Abstract

As long ago as 1998 Owens et al. 1 reported that ‘Transition into postmenopausal status is associated with deleterious changes in sleep patterns among women who do not take hormone replacement therapy’. A quick glance at any of the menopause fora will reveal that sleep disturbance is a considerable problem for many women at midlife and beyond. Healthcare professions often consider the disturbance to be secondary to hot flushes and mood change (particularly anxiety) and offer sleep hygiene advice, antidepressants or intermittent use of hypnotics. In the aftermath of the Women’s Health Initiative (WHI) initial publications, women who had stopped their HRT reported problems with sleep even when the night sweats resolved. Subsequent studies have indicated that estrogen-deficient effects on separate brain areas are responsible for the two phenomena.
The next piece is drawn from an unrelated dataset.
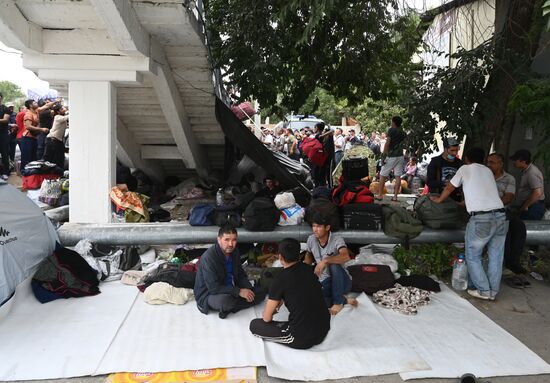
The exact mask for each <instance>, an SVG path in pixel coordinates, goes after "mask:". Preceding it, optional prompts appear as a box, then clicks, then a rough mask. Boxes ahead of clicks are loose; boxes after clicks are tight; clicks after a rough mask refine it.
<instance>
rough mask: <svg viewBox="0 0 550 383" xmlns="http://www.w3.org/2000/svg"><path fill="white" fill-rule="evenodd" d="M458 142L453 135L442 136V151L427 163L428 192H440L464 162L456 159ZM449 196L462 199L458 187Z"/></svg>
mask: <svg viewBox="0 0 550 383" xmlns="http://www.w3.org/2000/svg"><path fill="white" fill-rule="evenodd" d="M459 145H460V143H459V142H458V140H457V139H456V138H454V137H445V138H443V153H441V155H439V156H437V157H434V158H432V160H431V161H430V164H429V165H428V174H427V176H426V183H427V184H428V187H429V189H430V193H435V194H441V193H442V192H443V189H445V186H447V184H448V183H449V182H450V181H451V179H452V178H453V177H454V175H455V174H456V172H457V171H458V169H459V168H460V167H461V166H462V165H463V164H464V162H462V161H461V160H460V159H458V157H457V156H458V150H459V149H460V146H459ZM451 198H452V199H454V200H455V201H462V200H463V198H462V193H461V190H460V189H456V190H455V191H454V192H453V193H452V194H451Z"/></svg>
Given a proposed central mechanism, the prevalence of the problem and the distress caused, I would contend that sleep disturbance should be more widely regarded as a primary symptom of menopause. My observation that it tends to be a staying asleep rather than getting to sleep problem, has little formally published support. Perhaps, this might be a worthy research project to provide the evidence that will avoid women being prescribed psychoactive preparations when hormones are more holistically appropriate.
The meticulous sleep diary showed Penny commonly to be waking up to five times a night with an average total sleep duration of 6.25 h.
Penny had some urogenital symptoms, but it was the sleep and mood effects which she felt were putting most strain on her marriage and her work, as she ran a business with her husband.
Penny had had palpitations investigated a couple of years before with no significant findings and was essentially an uncomplicated, slim active and low-risk woman. She came to ask to try HRT as her GP did not feel able to authorise this.
Penny was of a similar age to the women typically enrolled in the Women’s Health Initiative (WHI) trial. She was aware of their published findings in respect of heart disease, DVT and breast cancer as the study results were accorded media prominence around the time of her last period. We now know from other studies that non-oral estrogens will avoid the thrombotic effects such that at standard doses, there is no increase risk in DVT or stroke risk. At 62, this seemed wise. Subsequent studies have highlighted the ‘window of opportunity’ to protect the coronary arteries and this had been clearly missed. I explained, and Penny was happy to accept the unknown effects of starting non-oral HRT at the age of 62 on her coronary arteries. Bone protection was seen as a plus and breast effects as a minus that could be lived with for better quality of life.
Penny had taken oral combined contraception in her youth with no adverse effects. This was likely to have contain a first or second generation androgenic progestogen and higher dose ethinylestradiol than currently used. There were no apparent issues of tolerance.
There is much experience though only limited evidence that older women need lower doses of HRT to relieve their symptoms. It is worth explaining that this may take longer (up to six to eight weeks) than standard doses before improvement is appreciable. Penny was started on half of a combined 50 µg estradiol with norethisterone patch (off-license) changed twice a week. She was advised to cut it before peeling the backing off so that the remaining half could still be used.
Penny was waking typically twice but occasionally three times at night and sleep duration had extended to 8.34 h which she was delighted with. The need to go to the toilet when she woke was less intrusive and she realised that this had been more of an issue than she had previously appreciated.
There was, however, the sense that more was possible and we agreed an increase to three-quarters of a patch, cutting a strip from the side rather than a quadrant off to deliver 37.5 µg/day estradiol.
Three months later, Penny felt that she had achieved as much as she could reasonably expect. She only ever woke twice in the night and rarely had to go to the toilet more than once. Her average sleep duration was 8.86 h and both her and her husband’s quality of life had improved significantly. For her, the balance of risk over benefit was very much in favour of continuing HRT and we agreed an annual review.
Penny agreed to my telling her tale as she would like other women to be offered the option of HRT. She is one of the generation of women who hit menopause at the time of the WHI and Million Women Study publications and avoided hormones as a result. Those women who have come to regret their earlier decision deserve a chance to consider whether it might still be appropriate.
My plea is for some basic research evidence to inform this process. Could somebody please investigate the issue of sleep, both with and without intervention and provide us with information about prevalence and impact of the problem. We also need information about the comparative efficacy of all interventions (both prescribed and alternative). I am a great fan of an evidence-based approach. Both funding for and interest in research about menopause evaporated after the WHI and MWS. There needs to be something better than the anecdote and experience-based tales that I and others tell. My real worry is that those of us with experience are approaching retirement and those who follow will have nothing to fall back on.